12 min read

Building with WebAssembly: a practical guide for JS developers

What WebAssembly actually is, when it's worth using, and how to ship Rust to the browser without losing your mind.

  • WebAssembly
  • Rust
  • Performance
  • Web

WebAssembly gets a lot of hype and a lot of dismissal in equal measure. After shipping a couple of projects that use it in production, here’s my honest take on when it’s worth the complexity and when you should just write more TypeScript.

What WASM actually is

WebAssembly is a binary instruction format that runs in a virtual machine embedded in the browser. It’s not a programming language — it’s a compilation target. You write Rust, C, C++, or Go, and compile it to .wasm.

The VM is:

  • Sandboxed: WASM code can’t access the DOM, network, or filesystem directly — it communicates with JS through an explicit API surface
  • Fast to parse: the binary format is designed to be decoded quickly, unlike JS which must be lexed and parsed
  • Near-native speed for CPU-bound work, but with a real overhead on the WASM ↔ JS boundary

That last point is what most tutorials gloss over.

The boundary problem

Every time you call a WASM function from JS, or vice versa, there’s a cost. For scalar arguments (numbers) it’s cheap. For complex data (strings, arrays, objects), you’re copying bytes across the boundary because WASM has its own linear memory that JS can’t directly observe.

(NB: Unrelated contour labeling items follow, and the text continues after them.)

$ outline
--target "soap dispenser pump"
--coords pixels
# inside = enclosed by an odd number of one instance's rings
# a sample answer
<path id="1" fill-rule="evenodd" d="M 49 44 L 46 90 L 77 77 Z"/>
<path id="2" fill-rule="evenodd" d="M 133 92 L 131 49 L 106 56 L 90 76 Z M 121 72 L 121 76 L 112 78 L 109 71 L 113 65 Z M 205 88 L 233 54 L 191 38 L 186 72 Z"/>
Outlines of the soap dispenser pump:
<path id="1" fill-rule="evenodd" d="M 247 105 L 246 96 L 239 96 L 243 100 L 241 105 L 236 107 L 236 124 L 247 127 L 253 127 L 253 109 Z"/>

// Each call here copies `data` into WASM memory
for (const item of largeArray) {
  result += wasmModule.process(item); // ← many boundary crossings
}

// Better: pass the whole array once
const result = wasmModule.processAll(largeArray); // ← one crossing

Rule of thumb: batch your WASM calls. If you’re calling a WASM function in a tight loop, you’re doing it wrong.

When WASM is worth it

Good use cases:

  • Physics simulations, force-directed graph layouts, collision detection
  • Image and video processing (filters, encoding, decoding)
  • Cryptographic operations
  • Parser-heavy tasks (CSV, binary formats, log parsing)
  • Porting an existing C/Rust library that already exists and works

Bad use cases:

  • Simple DOM manipulation or event handling
  • Network requests — these are async JS ops, WASM doesn’t speed them up
  • Things where the bottleneck is actually your algorithm, not JS overhead
  • Anywhere you’re calling WASM on every keystroke or every frame with small payloads

Setting up Rust → WASM

The toolchain is actually good now. wasm-pack handles the build, and wasm-bindgen generates the JS glue code automatically.

cargo install wasm-pack

In your Cargo.toml:

[lib]
crate-type = ["cdylib"]

[dependencies]
wasm-bindgen = "0.2"

A minimal exported function:

use wasm_bindgen::prelude::*;

#[wasm_bindgen]
pub fn sum(data: &[f64]) -> f64 {
    data.iter().sum()
}

Build it:

wasm-pack build --target web --out-dir pkg

This generates a .wasm file plus TypeScript bindings. Import in your app:

import init, { sum } from './pkg/my_crate.js';

await init(); // load + compile the WASM module once
const result = sum(new Float64Array([1.0, 2.0, 3.0]));

Performance profiling

The worst mistake is shipping WASM without measuring whether it’s actually faster. Use the browser’s performance timeline:

performance.mark('wasm-start');
const result = wasmModule.heavyComputation(data);
performance.mark('wasm-end');
performance.measure('wasm-duration', 'wasm-start', 'wasm-end');

Compare against a JS implementation. You might be surprised — V8’s JIT is exceptional for well-optimised JS, and WASM is only consistently faster for work that V8 struggles to vectorise.

Conclusion

WebAssembly is a real, production-useful tool when applied to the right problems. The graph visualizer project on this site uses it for the force simulation loop — 4000 nodes, 60fps, single thread. That’s the sweet spot: numerical, tight loop, large data, already a Rust codebase.

For most web features, ship TypeScript. Reserve WASM for the performance cliffs.